THE MINIX ASSEMBLY LANGUAGE MANUAL

 

Author  Mao yaoYang songhua

Translated and edited by: Wangzhi  e-mail: quakewang@mail.whut.edu.cn

 

   Minix Assembly language is a little different to the Masm, which Most of us have learned. But there are many pieces of assembly code in Minix source code, which is very necessary to understand everything of Minix. I have found a Chinese paper talked about it (Posted on the Journal of Southwest University for Nationalities-Natural Science Edition Vol 29,5, Authors are Mao yao and Yang songhua). I think it is very good and useful. So I translated and edited it to share them with all the people, which like Minix as me. The author of that paper thanks Kees J. Bot two times.

I changed the format of the original paper greatly to make it more like a manual, I added some examples to explain the things clearer (All examples in this document are written by myself, All the examples are run able and tested under minix2.0.0) and correct several errors. This document will explain almost all aspects of Minix assembly language, they are compiling, structure, syntax, and interchange between assembly language code and ANSI C language code.

 

1.COMPILING

In Minix you can use cc compiler to compile the assembly language code. Because cc must start from a function named “main”, if all the code is written in assembly language, you must have a function named “_main” to indicate main entry point.

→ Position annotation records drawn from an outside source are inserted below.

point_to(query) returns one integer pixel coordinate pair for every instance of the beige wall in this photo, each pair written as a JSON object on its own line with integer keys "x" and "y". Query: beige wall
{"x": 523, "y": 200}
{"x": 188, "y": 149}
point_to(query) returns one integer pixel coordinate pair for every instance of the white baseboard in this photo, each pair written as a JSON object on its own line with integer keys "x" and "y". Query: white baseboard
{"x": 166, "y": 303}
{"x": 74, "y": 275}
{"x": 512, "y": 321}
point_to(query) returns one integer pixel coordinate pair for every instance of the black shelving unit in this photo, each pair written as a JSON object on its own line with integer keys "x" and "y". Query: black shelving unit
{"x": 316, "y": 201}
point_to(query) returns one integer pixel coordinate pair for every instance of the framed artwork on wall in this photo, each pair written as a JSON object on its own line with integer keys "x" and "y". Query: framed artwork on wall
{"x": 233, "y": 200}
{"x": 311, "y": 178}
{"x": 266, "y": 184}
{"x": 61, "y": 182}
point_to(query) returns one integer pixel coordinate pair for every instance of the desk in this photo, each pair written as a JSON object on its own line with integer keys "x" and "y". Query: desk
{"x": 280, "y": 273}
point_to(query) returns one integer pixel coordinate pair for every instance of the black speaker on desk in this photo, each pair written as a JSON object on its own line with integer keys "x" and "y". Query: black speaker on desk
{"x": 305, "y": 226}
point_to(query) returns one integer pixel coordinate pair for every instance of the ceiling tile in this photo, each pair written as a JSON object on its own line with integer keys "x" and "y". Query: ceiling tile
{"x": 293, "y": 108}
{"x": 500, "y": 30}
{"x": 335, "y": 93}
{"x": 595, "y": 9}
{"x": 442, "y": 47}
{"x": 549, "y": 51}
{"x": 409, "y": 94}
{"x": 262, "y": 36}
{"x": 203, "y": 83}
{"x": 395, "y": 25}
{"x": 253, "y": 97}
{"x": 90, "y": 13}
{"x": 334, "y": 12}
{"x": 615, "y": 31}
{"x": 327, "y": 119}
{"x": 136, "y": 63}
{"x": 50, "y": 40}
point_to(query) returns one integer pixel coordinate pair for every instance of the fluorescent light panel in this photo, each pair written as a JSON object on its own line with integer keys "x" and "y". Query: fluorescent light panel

If you save the file as “a.s”, then use "cc a.s" command to generate the executable file “a.out”, and you can type "./a.out" to run it. If you just want to compile this assembly language file, use "cc -c a.s" then you will get a object file “a.o”.

A very useful parameter of cc compiler is "-S". If you have an ANSI C language file “b.c”, using "cc -S b.c" you will get assembly language file b.s. In another word the ANSI c language file “b.c” is converted into assembly language file “b.s”. Using this method you can study Minix assembly language features.

 

2.STRUCTURE

A Minix assembly language file includes four sections. They are:

1.      Code section (.sect .text): executable code is saved here.

2.      Read only data section (.sect .rom): read only data saved here. The data saved in this section is read only, but it can be changed (written) if the physical medium allows. In other word this section is just indicate the data can be save in ROM (read only) but not forbidden the code to be changed (written). And always the data defined in this section is saved on RAM and can be changed.

3.      Read and write able data section (.sect .data): The read and write able data is saved here.

4.      Global read and write able data section (.sect .bss): global read and write able data is saved here. The data define in this section will be initialed to zero. If you put a nonzero data in this section the compiler will give you an error.  

 

Every section is declared by ".sect". The function of a section is indicated by their declaration order in the file (NOT the name of the section). The first section declared in the file is the “code section”, the second is “read only data section”, the third is “read and write able data section”, and the fourth is “global read and write able data section”. You can give any name to a section (but the name must conform name rule, for example ”.sect Wangzhi” etc). All the things of a section may not be all put into one place, the compiler will know them belong to one section according to the section name before them. There is not stack section in Minix; the compiler will allot stack space (you can use “chmem” command to change it later).

For a good program habit, you shall declare all the four sections at the beginning of every assembly language file, and give a standard name to every section like these (the standard name of a section is started by "."):

 .sect .text  ! For code

 .sect .rom  ! For read only data

 .sect .data  ! For read and write able data

 .sect .bss   ! For global data

 

3 SYNTAX

3.1 Name rule

You can use period".", underline"_", Alphabetic letters (a--z and A--Z) and digits (0--9). You cannot put digit at the beginning of a name, but you can use a digit at the beginning of an identifier.

3.2 Character string

Using single quotation mark (') or double quotation mark (") to embody the string. Like these:

 "I like Minix!"

 'Happy Chinese NEW YEAR!'

3.3 Parentheses and square brackets

Using parentheses"()" to indicate this operand is an address. Using square brackets"[]" to change the priority.

3.4 Comment 

Comment is indicated by using exclamatory mark (!), from the “!” to the end of this line is the comment.

3.5 Prefix and postfix

(1) 16/32 operand prefix

Using "o16" and "o32" to indicate the operand is 16/32 bits.

(2) 16/32 address prefix

Using "a16" and "a32" to indicate the address is 16/32 bits.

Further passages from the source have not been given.